Finding 5G clarity

Fahad Nisar
By Fahad Nisar, Technical marketing director, ZTE South Africa.
Johannesburg, 04 Apr 2018
Fahad Nisar is technical marketing director at ZTE South Africa.
Fahad Nisar is technical marketing director at ZTE South Africa.

The fifth generation (5G) standard is in a design phase with a lot of fresh updates expected before 2019/2020. The International Telecommunication Union has defined three scenarios of 5G: Enhanced Mobile Broadband (eMBB), Ultra Reliable Low Latency Communication (URLLC) and Massive Machine Type Communication (mMTC).

Release 15 from the 3rd Generation Partnership Project (3GPP) focuses on eMBB and part of URLLC, and Release 16 will focus on mMTC and the rest of URLLC.

The new standard brings the promise of services with much improved spectral efficiency, greater average/user peak time throughputs for users even travelling with very high mobility, extremely low latency and ability of catering to a massive number of connections.

There is already a lot of fuss in the market about massive MIMO technology which aims to improve capacity, overall user experience and more. Network virtualisation and slicing will simplify the network, accelerate deployments and make the network more vendor-agnostic.

Telecom operators in SA are increasingly more aware of wireless pre-5G technologies in the lead up to the deployment of 5G. Considerable progress has been made recently to rollout such LTE/LTEA-enabled massive MIMO base stations that could switch to be the 5G NR (new radio) with minor changes or software upgrades.

The SA 5G timeline

According to the forecasted timelines announced by 3GPP, the focus has already shifted to part of Release 15 and Release 16. What this translates to is that in 2018 we can expect to see pre-commercial 5G deployments.
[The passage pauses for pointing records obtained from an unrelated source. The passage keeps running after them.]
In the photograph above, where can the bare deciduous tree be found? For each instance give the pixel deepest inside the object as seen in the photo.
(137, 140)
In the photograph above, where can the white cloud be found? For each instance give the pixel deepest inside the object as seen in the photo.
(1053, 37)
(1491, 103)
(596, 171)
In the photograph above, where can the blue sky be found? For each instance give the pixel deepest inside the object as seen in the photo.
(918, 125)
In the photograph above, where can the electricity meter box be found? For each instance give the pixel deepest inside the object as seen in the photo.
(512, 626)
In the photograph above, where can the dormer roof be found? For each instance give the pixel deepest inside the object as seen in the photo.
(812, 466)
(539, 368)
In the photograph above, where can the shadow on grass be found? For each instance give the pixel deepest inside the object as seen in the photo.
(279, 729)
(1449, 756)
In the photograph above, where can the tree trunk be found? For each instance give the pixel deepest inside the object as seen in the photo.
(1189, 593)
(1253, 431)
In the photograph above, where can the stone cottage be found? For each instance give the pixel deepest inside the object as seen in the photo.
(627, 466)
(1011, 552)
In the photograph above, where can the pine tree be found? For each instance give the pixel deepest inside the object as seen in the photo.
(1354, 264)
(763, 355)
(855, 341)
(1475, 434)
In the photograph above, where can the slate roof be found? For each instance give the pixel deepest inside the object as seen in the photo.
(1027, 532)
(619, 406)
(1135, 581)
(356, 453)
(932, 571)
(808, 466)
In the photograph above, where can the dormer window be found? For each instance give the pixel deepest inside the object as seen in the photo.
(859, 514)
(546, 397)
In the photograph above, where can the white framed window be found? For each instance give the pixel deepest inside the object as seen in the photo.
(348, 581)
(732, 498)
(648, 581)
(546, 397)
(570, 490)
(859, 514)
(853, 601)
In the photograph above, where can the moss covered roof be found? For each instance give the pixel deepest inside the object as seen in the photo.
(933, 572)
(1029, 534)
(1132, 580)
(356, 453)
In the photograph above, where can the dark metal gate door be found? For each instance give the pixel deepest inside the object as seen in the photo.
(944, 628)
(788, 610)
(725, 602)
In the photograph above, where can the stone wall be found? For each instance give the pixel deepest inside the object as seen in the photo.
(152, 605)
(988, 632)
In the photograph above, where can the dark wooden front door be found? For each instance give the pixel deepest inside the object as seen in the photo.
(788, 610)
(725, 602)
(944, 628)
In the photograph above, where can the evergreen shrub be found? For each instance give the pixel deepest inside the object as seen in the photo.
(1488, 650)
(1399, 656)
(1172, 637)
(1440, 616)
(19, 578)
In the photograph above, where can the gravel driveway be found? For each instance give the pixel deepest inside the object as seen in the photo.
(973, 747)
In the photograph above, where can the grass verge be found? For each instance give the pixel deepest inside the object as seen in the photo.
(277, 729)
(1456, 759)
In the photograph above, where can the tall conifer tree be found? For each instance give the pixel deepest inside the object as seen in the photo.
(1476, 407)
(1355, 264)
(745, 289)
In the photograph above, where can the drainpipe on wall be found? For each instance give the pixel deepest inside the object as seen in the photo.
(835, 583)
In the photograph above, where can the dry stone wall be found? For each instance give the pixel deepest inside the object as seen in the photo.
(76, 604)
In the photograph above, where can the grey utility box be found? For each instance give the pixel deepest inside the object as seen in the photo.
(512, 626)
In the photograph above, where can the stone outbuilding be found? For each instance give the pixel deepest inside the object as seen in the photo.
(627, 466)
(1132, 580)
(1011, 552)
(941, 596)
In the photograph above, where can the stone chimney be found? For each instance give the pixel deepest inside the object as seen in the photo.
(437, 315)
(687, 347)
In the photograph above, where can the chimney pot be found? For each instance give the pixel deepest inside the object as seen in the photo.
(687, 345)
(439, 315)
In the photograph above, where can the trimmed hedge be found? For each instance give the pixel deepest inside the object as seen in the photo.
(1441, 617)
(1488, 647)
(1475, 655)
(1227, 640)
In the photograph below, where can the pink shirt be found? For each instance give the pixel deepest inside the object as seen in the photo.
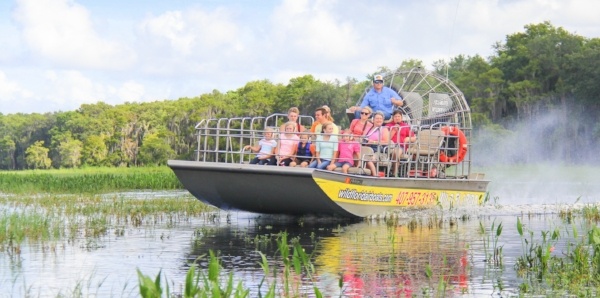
(346, 151)
(399, 132)
(288, 144)
(375, 134)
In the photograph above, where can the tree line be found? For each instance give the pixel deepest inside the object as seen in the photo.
(545, 68)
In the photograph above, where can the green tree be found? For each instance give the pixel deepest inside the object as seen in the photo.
(7, 153)
(94, 151)
(70, 152)
(36, 156)
(154, 151)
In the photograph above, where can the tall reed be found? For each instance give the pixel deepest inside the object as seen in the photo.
(89, 181)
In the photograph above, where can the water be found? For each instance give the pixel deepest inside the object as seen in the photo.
(370, 257)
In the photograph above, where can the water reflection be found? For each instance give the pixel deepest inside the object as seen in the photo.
(419, 253)
(423, 254)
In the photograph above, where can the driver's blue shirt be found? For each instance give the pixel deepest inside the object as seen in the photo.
(381, 101)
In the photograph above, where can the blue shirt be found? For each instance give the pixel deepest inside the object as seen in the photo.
(381, 101)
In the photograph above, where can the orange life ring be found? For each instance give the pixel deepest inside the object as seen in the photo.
(461, 148)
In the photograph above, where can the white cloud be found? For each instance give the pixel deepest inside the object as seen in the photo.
(131, 91)
(57, 54)
(61, 33)
(11, 91)
(312, 30)
(72, 88)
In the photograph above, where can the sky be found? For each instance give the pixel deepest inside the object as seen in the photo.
(58, 54)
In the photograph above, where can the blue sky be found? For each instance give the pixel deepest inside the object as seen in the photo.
(59, 54)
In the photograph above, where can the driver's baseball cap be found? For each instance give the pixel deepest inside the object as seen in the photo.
(378, 79)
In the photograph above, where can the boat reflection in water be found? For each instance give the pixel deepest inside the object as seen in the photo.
(372, 258)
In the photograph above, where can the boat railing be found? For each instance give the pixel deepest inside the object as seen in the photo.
(223, 140)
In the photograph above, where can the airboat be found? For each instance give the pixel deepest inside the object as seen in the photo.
(434, 170)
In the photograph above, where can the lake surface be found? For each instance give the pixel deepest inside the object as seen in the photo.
(374, 257)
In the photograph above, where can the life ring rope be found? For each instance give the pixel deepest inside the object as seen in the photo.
(462, 147)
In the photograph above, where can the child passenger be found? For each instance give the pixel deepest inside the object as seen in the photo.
(304, 156)
(326, 147)
(266, 149)
(287, 145)
(348, 149)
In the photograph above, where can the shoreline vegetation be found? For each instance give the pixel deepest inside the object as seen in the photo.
(90, 180)
(562, 261)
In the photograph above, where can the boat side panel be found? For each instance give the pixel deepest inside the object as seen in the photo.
(363, 196)
(260, 189)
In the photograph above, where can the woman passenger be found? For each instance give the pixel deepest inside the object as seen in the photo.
(303, 155)
(378, 137)
(360, 127)
(288, 145)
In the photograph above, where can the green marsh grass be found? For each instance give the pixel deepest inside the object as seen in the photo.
(88, 180)
(53, 217)
(575, 271)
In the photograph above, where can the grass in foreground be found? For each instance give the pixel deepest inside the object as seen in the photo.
(55, 218)
(88, 180)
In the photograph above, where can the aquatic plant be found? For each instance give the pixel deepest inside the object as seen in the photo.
(53, 218)
(490, 241)
(88, 181)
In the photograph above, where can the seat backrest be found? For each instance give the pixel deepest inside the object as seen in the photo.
(428, 142)
(366, 154)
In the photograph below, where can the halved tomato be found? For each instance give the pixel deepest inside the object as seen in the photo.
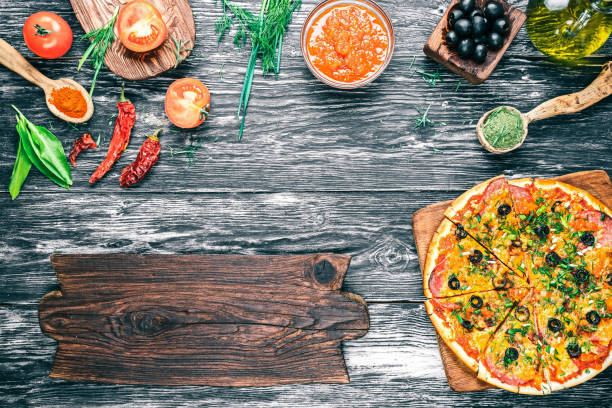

Following this, 2019 will see the launch of 5G commercial roll-outs worldwide.

Already in SA we have witnessed different operators in the industry announcing their 5G joint ventures. Testing laboratories and research facilities are well under way and many service providers are busy with Pre5G leading to 5G wireless trials.

Still, a lot needs to be done from other aspects of 5G network infrastructure. We really need to comprehend this and apply the understanding to the demand and supply market principle.

Features such as peak throughputs; low latency and massive connections can aid our plans extensively in different vertical markets. Internet of things-based applications will be the direct beneficiary of these developments.

SA has a significant responsibility to do more in smart health/education/government, smart waste management, smart energy sector and not forgetting safety and security challenges in both urban and rural areas.

The next five years will be crucial in the realisation of SA's digital transformation which will formally kick off 5G deployments, enabling different vertical industries in the country.

The challenges

Spectrum is the key asset and a scarce resource. Before a high-frequency band such as mmWave, we should know that 5G can be implemented on established spectrums as well. Refarming of existing spectrums will be possible in the future. The principle is simply to secure lower frequency for coverage and higher bands for the capacity as site resource and acquisition challenges need to be addressed strategically.

Devices which can link the users with the very high-speed wireless network are waiting in the wings. The industry expects to have the dual connectivity devices for LTE and 5G working together, in the near future.

The hurdles also include a lack of skilful resources. Moreover, there is a need for infrastructure that is capable of supporting our ambition to acquire smart applications and next-generation technologies. We might need to have interim plans to ensure an efficient process.

The major players will need to set up internships and training facilities.

Lastly, it is vital to have the right business model in place to cover the costs and to expedite the return on investments. No operator would like to be known as a stagnant 5G-enabled operator.

Data has already surpassed voice service as a mainstream revenue generator for many operators. Seeking the right avenues for better revenues in the future should be the focal point.

For example, promoting entertainment such as virtual reality and augmented reality (ultra-high-definition video and mobile gaming) is a model that has been implemented in other countries and SA can benefit from these examples, provided we upgrade our radio access network primarily and review our tariff plans as well.

To demystify and exploit the potential of the fifth generation standard and to implement it without experiencing a negative impact on current investments, MNOs in the developing markets must wisely choose and prioritise from the 5G offered giveaways that would synergise with their most immediate needs.

In Africa, in general, where coverage is the first and foremost requirement, the sequence should be to consider eMBB while upgrading current LTE capability followed by machine-to-machine scenarios in the likes of uRLLC and mMTC.